Tech Profile: SpokenLayer

Tarah Benner
Tarah Benner




What is SpokenLayer, and how did you and your team get started in this field?

SpokenLayer is a platform that works with publishers of great content. It takes their already great content and turns it into audio using human voices so people can consume it on the go — while they’re exercising, while they’re too busy, when they’re just too tired of staring at a screen or when they aren’t able to stare at a screen.

We say that I started the company when I was about 3 or 4 years old. When I was really young, my dad used to always read stories to me, but he was a TV commercial director, and he was on the road a lot jumping to Vancouver and Los Angeles. When he was on the road, he would record books, and at each page turn he would hit a tea cup with a spoon to turn the page. He would mail those cassettes back to me, and actually we have a bunch of them still at the office with the original books.

When I got into middle school, I found out that I was dyslexic, so I started using Reading for the Blind & Dyslexic audio books and other forms of audio to learn and get through school. Then, when I went to graduate school to study computer engineering, I thought, “Well, I care about reading on the Web, not books anymore,” so that was kind of the spark of the idea for SpokenLayer. Jumping to the more current timeline, I spent about a year and a half doing two ventures, building recording and audio tools for both musicians and for general use on the iPhone, iPad and the Web. So I have a lot of expertise in audio recording and distribution.
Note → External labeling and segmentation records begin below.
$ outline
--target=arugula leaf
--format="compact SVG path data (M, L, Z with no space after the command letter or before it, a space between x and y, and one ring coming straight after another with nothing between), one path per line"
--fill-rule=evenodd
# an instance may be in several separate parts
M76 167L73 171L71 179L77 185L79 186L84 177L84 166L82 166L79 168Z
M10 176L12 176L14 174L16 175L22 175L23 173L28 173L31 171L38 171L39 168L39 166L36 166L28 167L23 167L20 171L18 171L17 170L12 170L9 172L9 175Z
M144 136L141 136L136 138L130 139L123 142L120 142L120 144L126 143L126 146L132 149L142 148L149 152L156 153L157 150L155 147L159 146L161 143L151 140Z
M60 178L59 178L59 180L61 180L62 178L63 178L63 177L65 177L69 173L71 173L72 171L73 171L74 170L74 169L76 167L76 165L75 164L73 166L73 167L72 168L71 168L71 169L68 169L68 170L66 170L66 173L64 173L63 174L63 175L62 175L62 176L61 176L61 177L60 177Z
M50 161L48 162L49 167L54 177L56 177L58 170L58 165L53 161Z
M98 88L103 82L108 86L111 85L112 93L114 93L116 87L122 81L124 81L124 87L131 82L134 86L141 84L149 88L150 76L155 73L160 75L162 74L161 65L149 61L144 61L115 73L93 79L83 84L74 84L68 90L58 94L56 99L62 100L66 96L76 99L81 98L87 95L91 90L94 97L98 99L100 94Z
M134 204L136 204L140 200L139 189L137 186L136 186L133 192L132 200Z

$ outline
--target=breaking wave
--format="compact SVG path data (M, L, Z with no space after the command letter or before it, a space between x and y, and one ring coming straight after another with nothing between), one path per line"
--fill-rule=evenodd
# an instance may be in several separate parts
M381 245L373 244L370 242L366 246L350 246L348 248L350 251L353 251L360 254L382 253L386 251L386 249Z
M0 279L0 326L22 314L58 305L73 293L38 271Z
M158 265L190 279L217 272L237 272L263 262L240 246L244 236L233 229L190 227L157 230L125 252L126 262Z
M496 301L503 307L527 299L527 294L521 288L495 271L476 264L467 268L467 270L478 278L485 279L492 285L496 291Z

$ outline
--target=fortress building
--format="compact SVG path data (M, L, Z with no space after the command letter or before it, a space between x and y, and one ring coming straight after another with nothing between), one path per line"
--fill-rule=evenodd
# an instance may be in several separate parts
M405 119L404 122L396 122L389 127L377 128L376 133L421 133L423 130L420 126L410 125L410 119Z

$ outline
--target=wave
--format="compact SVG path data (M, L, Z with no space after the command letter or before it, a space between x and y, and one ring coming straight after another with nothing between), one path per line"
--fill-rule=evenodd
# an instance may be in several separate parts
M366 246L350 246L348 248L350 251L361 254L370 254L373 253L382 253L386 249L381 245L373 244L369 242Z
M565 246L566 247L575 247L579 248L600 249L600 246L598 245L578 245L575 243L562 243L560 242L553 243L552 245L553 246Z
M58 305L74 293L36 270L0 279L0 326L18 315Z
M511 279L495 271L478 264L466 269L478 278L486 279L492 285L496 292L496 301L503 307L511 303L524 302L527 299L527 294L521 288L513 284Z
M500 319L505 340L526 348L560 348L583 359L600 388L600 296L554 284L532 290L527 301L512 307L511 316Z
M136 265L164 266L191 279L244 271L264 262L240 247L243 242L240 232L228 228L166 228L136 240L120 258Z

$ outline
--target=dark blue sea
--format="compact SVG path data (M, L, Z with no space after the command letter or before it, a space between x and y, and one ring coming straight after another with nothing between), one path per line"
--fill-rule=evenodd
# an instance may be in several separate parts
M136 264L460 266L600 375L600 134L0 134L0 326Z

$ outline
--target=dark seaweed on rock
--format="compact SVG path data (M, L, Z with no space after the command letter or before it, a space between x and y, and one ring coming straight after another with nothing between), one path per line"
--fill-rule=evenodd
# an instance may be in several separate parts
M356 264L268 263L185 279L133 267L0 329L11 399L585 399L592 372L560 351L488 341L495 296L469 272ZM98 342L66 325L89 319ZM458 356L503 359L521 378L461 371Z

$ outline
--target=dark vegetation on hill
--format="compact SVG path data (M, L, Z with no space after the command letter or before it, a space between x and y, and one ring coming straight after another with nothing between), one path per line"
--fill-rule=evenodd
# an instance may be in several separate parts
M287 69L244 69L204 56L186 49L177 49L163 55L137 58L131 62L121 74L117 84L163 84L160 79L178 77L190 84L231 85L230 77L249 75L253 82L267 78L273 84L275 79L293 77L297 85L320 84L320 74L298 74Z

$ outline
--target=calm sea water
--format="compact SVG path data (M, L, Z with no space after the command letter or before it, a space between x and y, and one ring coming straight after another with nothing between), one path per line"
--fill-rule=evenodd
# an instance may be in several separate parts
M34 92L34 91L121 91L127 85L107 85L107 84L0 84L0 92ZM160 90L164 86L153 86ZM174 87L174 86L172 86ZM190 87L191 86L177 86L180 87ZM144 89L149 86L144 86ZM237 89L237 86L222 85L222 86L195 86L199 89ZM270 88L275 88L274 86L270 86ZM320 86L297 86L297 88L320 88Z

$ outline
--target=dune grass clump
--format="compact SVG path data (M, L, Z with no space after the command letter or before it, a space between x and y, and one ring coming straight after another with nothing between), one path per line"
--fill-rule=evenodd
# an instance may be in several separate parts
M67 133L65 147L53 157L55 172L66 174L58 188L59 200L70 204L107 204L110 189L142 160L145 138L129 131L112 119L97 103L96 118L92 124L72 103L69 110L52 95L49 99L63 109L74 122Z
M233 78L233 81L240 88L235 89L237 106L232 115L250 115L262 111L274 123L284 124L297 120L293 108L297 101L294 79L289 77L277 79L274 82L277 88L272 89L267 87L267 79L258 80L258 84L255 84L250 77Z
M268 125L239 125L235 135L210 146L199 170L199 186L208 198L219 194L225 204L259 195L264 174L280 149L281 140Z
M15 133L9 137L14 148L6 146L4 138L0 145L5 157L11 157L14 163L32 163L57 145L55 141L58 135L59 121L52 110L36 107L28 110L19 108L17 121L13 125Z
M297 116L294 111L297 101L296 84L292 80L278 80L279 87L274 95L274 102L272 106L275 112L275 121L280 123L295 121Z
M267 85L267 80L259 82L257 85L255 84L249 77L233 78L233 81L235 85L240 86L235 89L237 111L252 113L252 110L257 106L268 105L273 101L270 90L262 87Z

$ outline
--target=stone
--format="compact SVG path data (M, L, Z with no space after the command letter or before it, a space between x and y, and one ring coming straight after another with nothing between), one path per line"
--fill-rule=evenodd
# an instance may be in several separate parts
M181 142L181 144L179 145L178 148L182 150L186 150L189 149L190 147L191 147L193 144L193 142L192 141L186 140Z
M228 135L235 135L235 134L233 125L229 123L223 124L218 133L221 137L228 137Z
That mix of my own personal experience enhanced with reading, learning differences and reading issues coupled with my expertise in audio and audio engineering and distributed recording — those two came together, and SpokenLayer was born. And it so happened that the team that came around it was a mix of people who have worked in radio, digital publishing and blogging. We pulled in all those skill sets because we need to know what worked and what didn’t work in all those areas to make SpokenLayer the best platform it can be.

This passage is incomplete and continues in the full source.